For the redundant insn traversal issue during subprog detection, the
Like how we mark STATE_LIST_MARK in DFS, we could just call add_subprog
for BPF_PSEUDO_CALL insn during DFS.

i.e we change the code logic of check_cfg into:

check_cfg
{
   * DFS traversal:
     - detect back-edge.
     - collect STATE_LIST_MARK.
     - collect subprog destination.

   * check all insns are reachable.
   * check_subprogs (insn traversal removed).
}

I prototyped a patch for above change, the change looks to me is easier to
review.

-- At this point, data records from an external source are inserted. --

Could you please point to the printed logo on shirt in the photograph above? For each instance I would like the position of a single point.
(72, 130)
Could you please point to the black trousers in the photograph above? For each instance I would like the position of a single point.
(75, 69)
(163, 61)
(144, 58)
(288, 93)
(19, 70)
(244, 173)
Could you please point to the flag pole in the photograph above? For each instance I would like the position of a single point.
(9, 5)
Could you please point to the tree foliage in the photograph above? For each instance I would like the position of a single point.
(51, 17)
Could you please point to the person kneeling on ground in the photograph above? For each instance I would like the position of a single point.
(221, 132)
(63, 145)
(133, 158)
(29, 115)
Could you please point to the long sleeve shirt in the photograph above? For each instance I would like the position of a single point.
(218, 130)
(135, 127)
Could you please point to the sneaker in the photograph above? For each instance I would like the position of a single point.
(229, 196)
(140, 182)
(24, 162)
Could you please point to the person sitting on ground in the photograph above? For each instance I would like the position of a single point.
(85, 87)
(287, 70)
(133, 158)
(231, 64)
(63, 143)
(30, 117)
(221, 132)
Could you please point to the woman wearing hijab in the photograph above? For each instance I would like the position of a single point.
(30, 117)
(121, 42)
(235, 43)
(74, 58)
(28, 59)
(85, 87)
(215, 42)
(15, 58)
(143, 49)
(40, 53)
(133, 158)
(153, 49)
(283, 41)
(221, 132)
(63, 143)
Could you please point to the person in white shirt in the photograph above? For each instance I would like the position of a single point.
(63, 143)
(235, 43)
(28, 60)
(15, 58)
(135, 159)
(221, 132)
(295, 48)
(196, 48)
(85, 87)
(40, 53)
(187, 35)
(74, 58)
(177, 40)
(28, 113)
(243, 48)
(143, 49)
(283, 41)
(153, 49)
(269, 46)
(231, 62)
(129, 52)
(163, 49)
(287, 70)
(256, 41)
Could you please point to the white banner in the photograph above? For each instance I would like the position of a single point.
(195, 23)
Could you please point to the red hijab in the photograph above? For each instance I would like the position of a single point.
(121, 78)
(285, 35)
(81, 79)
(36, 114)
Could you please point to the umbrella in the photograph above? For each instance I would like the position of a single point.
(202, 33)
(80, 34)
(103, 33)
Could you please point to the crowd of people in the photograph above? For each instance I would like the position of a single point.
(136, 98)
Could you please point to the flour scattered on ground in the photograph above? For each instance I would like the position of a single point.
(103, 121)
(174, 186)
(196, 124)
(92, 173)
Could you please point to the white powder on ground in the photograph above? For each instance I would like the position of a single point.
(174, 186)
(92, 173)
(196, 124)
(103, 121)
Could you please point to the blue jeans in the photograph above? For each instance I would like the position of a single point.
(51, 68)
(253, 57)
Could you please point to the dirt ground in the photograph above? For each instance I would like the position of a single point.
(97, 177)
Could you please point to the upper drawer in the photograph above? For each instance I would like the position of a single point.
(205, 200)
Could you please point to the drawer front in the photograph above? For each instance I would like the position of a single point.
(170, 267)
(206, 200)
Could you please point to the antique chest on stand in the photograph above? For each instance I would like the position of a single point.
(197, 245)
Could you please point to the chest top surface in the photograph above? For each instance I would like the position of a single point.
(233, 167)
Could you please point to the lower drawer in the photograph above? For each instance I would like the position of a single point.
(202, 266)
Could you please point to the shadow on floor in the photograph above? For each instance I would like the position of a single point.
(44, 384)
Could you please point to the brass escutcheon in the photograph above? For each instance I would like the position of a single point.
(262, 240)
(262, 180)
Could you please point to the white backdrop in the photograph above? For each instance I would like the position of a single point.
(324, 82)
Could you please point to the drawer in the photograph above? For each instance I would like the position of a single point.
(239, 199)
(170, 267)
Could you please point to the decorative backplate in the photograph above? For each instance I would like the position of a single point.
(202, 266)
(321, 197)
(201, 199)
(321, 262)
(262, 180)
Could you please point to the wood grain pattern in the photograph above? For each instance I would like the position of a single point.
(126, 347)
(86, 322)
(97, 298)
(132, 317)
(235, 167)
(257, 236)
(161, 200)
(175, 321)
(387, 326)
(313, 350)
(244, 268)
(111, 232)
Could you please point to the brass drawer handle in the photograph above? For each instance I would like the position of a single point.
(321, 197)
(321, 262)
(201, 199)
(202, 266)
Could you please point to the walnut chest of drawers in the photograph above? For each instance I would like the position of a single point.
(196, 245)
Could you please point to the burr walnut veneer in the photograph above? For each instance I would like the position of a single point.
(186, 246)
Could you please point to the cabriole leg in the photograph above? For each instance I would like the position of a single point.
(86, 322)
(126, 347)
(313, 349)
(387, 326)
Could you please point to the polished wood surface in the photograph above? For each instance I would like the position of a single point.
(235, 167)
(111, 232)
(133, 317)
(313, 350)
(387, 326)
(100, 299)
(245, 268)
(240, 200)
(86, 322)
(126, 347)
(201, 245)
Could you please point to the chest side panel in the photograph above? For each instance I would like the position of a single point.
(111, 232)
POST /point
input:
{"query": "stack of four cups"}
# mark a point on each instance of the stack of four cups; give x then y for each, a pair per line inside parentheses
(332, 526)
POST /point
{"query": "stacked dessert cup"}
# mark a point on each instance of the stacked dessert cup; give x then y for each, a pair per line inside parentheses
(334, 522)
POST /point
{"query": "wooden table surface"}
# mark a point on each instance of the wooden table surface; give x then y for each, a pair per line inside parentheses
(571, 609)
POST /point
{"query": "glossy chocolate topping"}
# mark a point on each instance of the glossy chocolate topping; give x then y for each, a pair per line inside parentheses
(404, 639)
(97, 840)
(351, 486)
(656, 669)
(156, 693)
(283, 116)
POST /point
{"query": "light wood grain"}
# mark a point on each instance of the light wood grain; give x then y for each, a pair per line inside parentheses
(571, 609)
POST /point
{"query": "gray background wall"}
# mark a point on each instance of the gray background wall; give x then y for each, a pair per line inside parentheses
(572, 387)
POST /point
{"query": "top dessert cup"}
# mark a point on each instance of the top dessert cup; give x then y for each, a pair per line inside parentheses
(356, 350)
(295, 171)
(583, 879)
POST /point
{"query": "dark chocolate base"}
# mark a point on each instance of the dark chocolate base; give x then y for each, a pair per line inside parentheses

There are 8 regressions on selftests however after this change due
to check_subprogs moved after some checks in DFS that some errors detected
before the expected errors, need to be cleaned up.

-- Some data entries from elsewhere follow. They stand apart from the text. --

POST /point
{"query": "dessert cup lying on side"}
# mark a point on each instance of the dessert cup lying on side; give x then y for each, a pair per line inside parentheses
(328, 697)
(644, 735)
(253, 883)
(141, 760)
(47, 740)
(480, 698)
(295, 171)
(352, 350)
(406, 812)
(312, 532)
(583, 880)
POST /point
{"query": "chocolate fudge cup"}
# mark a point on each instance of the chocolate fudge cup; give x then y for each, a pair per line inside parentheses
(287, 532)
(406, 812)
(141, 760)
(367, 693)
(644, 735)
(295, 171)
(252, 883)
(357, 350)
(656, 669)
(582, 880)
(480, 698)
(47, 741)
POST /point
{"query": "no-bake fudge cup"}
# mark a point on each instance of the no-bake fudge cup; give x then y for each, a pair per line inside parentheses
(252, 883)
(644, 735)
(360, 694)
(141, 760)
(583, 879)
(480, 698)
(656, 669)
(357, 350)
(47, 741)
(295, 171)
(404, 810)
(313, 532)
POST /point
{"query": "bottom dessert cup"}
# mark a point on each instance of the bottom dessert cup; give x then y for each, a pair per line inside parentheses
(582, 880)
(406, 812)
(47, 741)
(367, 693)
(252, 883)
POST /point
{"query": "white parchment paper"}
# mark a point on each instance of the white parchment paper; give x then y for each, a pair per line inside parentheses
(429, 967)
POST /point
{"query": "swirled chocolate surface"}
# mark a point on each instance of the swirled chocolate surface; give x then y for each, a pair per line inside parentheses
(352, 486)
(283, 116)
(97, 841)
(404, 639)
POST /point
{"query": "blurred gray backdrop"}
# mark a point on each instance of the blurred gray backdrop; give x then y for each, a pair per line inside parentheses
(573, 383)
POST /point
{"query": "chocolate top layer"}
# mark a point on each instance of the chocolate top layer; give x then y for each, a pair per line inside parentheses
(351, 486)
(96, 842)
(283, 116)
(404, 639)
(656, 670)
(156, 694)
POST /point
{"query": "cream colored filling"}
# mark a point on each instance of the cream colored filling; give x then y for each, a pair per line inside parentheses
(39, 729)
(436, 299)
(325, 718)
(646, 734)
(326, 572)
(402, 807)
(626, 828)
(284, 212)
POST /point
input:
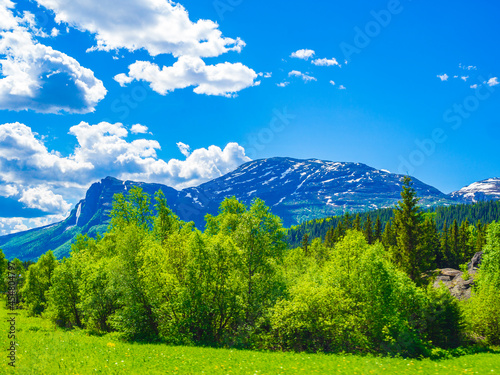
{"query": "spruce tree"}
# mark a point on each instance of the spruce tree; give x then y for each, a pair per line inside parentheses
(445, 255)
(368, 230)
(408, 221)
(356, 225)
(377, 230)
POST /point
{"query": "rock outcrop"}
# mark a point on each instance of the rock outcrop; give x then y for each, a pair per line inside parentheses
(458, 285)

Does this direction sound good?

And if we want to build basic-block later, we could just call a new add_bb
(similar as add_subprog) for jump targets etc. (some of those places are
actually STATE_LIST_MARK_JMPTARGET if we separate STATE_LIST_MARK as
STATE_LIST_MARK_JMPTARGET and STATE_LIST_MARK_HEURISTIC).

Regards,
Jiong
Edward Cree April 5, 2018, 4:29 p.m. UTC | #9
On 05/04/18 16:50, Jiong Wang wrote:
> On 03/04/2018 02:08, Alexei Starovoitov wrote:
>> Combining subprog pass with do_check is going into opposite direction
>> of this long term work. Divide and conquer. Combining more things into
>> do_check is the opposite of this programming principle.
>
> Agree. And for the redundant insn traversal issue in check_subprogs that
> Edward trying to fix, I am thinking we could do it by utilizing the
> existing DFS traversal in check_cfg.
>
> The current DFS probably could be improved into an generic instruction
> information collection pass.
<snip>
> And if we want to build basic-block later, we could just call a new add_bb
> (similar as add_subprog) for jump targets etc. (some of those places are
> actually STATE_LIST_MARK_JMPTARGET if we separate STATE_LIST_MARK as
> STATE_LIST_MARK_JMPTARGET and STATE_LIST_MARK_HEURISTIC).
>
> Regards,
> Jiong
>
This is broadly similar to my medium-term plan, except that I would use
 the Kahn's-algorithm style tsort rather than the depth-first tsort
 algorithm used by current check_cfg.
* chop up prog into functions and bbs, incidentally placing S_L_Ms
* create control flow graph similar to my function call graph
* tsort it to detect loops, similar to how my check_max_stack_depth()
  implementation detects recursion.

-Ed
Alexei Starovoitov April 6, 2018, 1:20 a.m. UTC | #10
On Thu, Apr 05, 2018 at 04:50:03PM +0100, Jiong Wang wrote:
> On 03/04/2018 02:08, Alexei Starovoitov wrote:
> > Combining subprog pass with do_check is going into opposite direction
> > of this long term work. Divide and conquer. Combining more things into
> > do_check is the opposite of this programming principle.
> 
> Agree. And for the redundant insn traversal issue in check_subprogs that
> Edward trying to fix, I am thinking we could do it by utilizing the
> existing DFS traversal in check_cfg.
> 
> The current DFS probably could be improved into an generic instruction
> information collection pass.
> 
> This won't make the existing DFS complexer as it only does information
> collection as a side job during traversal. These collected information
> then could be used to build any other information to be consumed later,
> for example subprog, basic blocks etc.
> 
> For the redundant insn traversal issue during subprog detection, the
> Like how we mark STATE_LIST_MARK in DFS, we could just call add_subprog
> for BPF_PSEUDO_CALL insn during DFS.
> 
> i.e we change the code logic of check_cfg into:
> 
> check_cfg
> {
>   * DFS traversal:
>     - detect back-edge.
>     - collect STATE_LIST_MARK.
>     - collect subprog destination.
> 
>   * check all insns are reachable.
>   * check_subprogs (insn traversal removed).
> }

I don't think that will work.
Functions are independent from CFG.
With bpf libraries we will have disjoint functions sitting in the kernel
and check_cfg would need to be done separately from function boundaries.